AT&T this weekend announced an $85.4 billion mega-merger with content provider Time Warner. While rumors of talks between the two swirled ahead of the reveal, reverberations of shock could be felt in Monday’s discussions and market.
Obviously, a deal as massive as this one comes with a lot of questions. Why did AT&T decide to make this move now? Will the merger make it through regulatory scrutiny? What does this mean for AT&T’s wireless rivals?
Thankfully, though, there was no shortage of thoughts and opinions from industry analysts to answer these burning queries.
Why now?
Craig Moffett and Michael Nathanson of MoffettNathanson on Monday pointed out that the deal comes as AT&T looks to find a solid engine for future growth as its traditional core wireless and wireline businesses fall into stagnation and decline.
In its third quarter earnings report, AT&T revealed its Business Solutions business grew a measly 0.4 percent, its video subscriber base shrank by 0.5 percent year over year and its broadband subscriber base decreased by 1 percent.

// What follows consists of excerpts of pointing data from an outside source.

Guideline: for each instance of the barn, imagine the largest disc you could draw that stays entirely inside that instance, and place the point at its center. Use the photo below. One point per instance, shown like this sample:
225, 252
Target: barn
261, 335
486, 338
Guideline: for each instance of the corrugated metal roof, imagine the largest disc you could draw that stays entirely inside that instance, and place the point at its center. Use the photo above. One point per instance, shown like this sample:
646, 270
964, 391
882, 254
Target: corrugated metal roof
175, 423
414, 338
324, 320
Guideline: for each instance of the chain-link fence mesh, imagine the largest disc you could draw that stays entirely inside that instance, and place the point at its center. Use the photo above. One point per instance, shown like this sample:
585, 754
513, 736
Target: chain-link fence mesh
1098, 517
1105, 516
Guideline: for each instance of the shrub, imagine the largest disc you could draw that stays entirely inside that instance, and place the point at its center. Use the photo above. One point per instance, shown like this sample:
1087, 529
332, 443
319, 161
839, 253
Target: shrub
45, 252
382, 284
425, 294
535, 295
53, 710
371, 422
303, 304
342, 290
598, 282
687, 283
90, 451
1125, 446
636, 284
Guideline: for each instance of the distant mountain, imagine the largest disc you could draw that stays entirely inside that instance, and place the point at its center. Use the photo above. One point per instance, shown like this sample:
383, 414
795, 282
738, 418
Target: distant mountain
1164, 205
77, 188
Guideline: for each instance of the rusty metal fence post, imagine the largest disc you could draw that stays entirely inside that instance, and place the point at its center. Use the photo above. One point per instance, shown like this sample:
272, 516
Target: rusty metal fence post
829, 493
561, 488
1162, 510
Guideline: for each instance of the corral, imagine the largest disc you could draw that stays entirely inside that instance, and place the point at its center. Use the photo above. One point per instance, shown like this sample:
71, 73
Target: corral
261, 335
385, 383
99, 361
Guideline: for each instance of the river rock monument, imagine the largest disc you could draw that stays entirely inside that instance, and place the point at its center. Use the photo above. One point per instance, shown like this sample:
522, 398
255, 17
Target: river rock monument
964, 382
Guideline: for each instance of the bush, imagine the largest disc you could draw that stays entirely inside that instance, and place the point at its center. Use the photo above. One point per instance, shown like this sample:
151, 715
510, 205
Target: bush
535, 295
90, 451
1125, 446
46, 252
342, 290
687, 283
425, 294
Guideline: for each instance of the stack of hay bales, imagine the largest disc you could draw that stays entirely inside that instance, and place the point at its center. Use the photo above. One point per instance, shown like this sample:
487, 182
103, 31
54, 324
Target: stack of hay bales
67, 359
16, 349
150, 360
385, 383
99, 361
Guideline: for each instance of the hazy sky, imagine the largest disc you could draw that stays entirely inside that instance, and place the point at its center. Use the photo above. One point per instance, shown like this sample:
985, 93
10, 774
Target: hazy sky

Even consumer mobility – the segment that was supposed to be AT&T’s growth engine – came in with a 5.9 decrease in total revenues in the quarter. As Moffet and Nathanson said in a separate note, AT&T had to do something to secure its future.
“With its back-to-back acquisitions of first DirecTV and now Time Warner, AT&T is seemingly walking…no, running…from its wireless and wired roots. And no wonder,” Moffett and Nathanson wrote. “For the first time in memory, there is no ‘next big thing’ on the horizon….They need to find a path forward for their core U.S. business that offers something better than inexorable decline.”

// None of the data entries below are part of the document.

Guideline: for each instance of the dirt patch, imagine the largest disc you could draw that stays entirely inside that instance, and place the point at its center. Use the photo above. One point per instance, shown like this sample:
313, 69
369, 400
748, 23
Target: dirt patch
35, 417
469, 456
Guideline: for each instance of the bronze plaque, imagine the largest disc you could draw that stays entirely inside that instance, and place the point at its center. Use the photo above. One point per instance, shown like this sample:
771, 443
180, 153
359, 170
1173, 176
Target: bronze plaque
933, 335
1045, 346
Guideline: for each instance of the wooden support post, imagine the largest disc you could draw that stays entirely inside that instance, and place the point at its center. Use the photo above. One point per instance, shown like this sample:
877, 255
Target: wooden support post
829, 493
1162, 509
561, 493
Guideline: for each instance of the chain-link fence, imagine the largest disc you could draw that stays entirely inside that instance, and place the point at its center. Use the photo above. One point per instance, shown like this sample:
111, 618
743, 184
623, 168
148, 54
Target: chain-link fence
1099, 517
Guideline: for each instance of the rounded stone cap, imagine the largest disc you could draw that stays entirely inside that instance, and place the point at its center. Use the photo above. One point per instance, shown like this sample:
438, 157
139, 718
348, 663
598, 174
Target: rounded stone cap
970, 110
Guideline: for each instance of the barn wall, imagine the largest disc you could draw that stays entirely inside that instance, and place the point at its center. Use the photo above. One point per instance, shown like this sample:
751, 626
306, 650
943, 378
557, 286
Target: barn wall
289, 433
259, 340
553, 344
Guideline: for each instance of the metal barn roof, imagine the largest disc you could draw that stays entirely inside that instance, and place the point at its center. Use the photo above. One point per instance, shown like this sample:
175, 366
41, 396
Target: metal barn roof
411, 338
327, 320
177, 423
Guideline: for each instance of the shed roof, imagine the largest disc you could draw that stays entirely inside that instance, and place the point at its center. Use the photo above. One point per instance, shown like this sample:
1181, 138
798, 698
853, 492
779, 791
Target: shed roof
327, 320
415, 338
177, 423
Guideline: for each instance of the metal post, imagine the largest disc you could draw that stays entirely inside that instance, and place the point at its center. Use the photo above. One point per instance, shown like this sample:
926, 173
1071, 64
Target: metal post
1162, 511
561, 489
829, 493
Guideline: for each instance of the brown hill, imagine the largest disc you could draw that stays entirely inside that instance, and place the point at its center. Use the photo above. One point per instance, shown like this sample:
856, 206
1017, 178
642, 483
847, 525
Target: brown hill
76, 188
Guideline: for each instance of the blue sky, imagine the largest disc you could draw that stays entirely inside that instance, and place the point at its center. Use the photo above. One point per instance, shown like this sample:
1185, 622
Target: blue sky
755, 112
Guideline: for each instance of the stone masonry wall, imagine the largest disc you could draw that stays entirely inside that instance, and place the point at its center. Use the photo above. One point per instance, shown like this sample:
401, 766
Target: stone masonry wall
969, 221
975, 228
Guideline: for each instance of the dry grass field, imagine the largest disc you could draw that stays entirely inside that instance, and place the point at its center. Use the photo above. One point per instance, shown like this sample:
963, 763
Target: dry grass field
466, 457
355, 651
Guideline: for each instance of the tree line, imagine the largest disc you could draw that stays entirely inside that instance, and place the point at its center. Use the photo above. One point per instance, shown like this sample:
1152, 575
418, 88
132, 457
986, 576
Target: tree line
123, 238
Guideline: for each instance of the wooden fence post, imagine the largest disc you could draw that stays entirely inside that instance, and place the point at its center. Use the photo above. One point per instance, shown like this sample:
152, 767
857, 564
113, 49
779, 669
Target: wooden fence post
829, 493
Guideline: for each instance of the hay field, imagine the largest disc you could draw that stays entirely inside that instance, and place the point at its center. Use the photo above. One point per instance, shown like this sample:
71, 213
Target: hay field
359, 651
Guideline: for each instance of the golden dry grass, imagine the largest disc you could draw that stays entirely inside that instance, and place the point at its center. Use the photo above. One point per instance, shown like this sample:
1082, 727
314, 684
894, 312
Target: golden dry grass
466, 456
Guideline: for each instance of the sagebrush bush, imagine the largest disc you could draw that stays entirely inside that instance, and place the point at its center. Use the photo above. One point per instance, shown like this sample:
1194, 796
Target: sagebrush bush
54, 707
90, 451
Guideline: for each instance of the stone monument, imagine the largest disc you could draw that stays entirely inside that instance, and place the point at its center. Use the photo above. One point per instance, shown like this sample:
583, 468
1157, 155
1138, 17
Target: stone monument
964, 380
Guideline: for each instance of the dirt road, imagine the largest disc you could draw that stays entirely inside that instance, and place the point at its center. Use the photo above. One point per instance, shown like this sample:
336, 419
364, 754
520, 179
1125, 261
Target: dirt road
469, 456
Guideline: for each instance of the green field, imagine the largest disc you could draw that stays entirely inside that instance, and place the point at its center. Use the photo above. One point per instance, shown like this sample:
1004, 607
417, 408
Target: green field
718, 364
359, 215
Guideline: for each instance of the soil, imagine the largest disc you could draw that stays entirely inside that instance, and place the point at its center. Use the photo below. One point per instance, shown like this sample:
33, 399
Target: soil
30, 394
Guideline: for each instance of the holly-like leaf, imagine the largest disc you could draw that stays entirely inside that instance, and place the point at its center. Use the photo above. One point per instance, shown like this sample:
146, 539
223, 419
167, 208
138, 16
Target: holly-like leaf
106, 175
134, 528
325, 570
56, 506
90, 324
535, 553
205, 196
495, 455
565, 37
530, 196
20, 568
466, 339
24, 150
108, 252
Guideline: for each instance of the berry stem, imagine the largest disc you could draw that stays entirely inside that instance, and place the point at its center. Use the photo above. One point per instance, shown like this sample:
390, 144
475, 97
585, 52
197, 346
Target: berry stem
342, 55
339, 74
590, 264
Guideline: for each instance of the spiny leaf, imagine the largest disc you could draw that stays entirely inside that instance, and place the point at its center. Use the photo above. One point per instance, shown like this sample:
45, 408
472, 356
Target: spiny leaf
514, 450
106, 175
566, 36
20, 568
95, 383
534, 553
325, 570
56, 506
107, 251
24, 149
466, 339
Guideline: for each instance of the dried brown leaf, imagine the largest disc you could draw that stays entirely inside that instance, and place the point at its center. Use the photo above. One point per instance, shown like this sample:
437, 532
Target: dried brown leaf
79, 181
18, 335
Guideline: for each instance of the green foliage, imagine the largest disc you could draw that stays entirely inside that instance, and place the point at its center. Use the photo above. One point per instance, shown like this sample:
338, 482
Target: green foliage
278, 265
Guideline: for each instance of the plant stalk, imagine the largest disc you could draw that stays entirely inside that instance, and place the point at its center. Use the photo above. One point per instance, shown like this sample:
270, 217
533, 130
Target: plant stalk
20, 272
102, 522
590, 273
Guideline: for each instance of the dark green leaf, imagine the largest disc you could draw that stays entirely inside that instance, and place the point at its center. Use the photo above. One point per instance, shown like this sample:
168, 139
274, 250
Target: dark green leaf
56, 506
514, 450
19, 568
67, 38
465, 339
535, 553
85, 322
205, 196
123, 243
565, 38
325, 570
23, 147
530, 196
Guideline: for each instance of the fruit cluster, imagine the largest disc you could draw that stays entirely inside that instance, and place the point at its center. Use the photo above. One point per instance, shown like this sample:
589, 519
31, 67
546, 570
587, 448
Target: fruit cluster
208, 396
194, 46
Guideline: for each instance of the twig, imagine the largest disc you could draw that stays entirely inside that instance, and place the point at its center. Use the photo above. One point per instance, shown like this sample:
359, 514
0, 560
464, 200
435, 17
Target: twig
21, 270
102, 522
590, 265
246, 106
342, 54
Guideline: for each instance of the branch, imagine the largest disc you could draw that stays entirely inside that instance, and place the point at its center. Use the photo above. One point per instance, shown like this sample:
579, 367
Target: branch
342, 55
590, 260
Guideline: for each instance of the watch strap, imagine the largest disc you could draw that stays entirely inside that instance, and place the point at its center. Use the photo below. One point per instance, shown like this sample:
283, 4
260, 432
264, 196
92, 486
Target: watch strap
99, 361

While Moffett and Nathanson argued the deal comes without cost synergies, they said it will certainly put AT&T in control of a lot more content and help it diversify its portfolio to face the future.
Will regulatory officials let it happen?
White House Press Secretary Josh Earnest on Monday told reporters in a briefing that while President Obama wasn’t planning to weigh in on the deal, regulatory reviews would likely be conducted by the Department of Justice (DOJ), the Federal Trade Commission (FTC) and possibly the Federal Communications Commission (FCC).
But what are the odds of those agencies waving the merger on?
According to Roger Entner of Recon Analytics, law and precedent would see the deal passed – albeit with certain restrictions.
Entner said one mistake people make when first looking at this merger is mistaking Time Warner for Time Warner Cable. If AT&T was attempting to merge with Time Warner Cable – a cable company in the same business as AT&T – that would present concentration concerns from such a horizontal consolidation. But that’s not actually the case here, he said, because Time Warner is a content company.
“Time Warner is a content owner and thereby it’s vertical integration,” Entner said. “AT&T is entering a new business sector and all the concentration concerns are just not there because the market structure does not change. There might be concerns about AT&T withholding content from other TV competitors, but there can be safeguards for that not to happen – Comcast/NBC committed to just these safeguards. Also there aren’t really any laws against vertical mergers contrary to horizontal mergers. What changes really in the competitive landscape when the number of competitors does not change and they continue to sell to everyone under the same rules? I think the merger should get approved despite the populist uproar. If they go by precedent and the law it should pass with conditions.”
Similarly, Wells Fargo Analyst Jennifer Fritzsche said there would be a “tough fight” for approval and concessions from and conditions for AT&T are likely, but noted historically the DOJ has “never stopped a vertical merger in the telecom/media space.”
What are the industry implications?
Fritzsche tackled this question with gusto in a Monday note.
When it comes to AT&T’s twin telecom titan Verizon, Fritzsche said the impacts of the deal are expected to be minimal. As she pointed out, Verizon hasn’t historically been reactive to AT&T moves and has pinpointed its focus more on mobile content distribution rather than ownership.
However, the merger is expected to reignite merger and acquisition speculation around T-Mobile and Sprint. Neither, though, is expected to pick up any of the remaining major content assets like CBS, FOX or Disney.
On the tower side, Fritzsche foresees more spectrum buys and capital expenditures from AT&T as it works to improve its network to carry all the new content to mobile.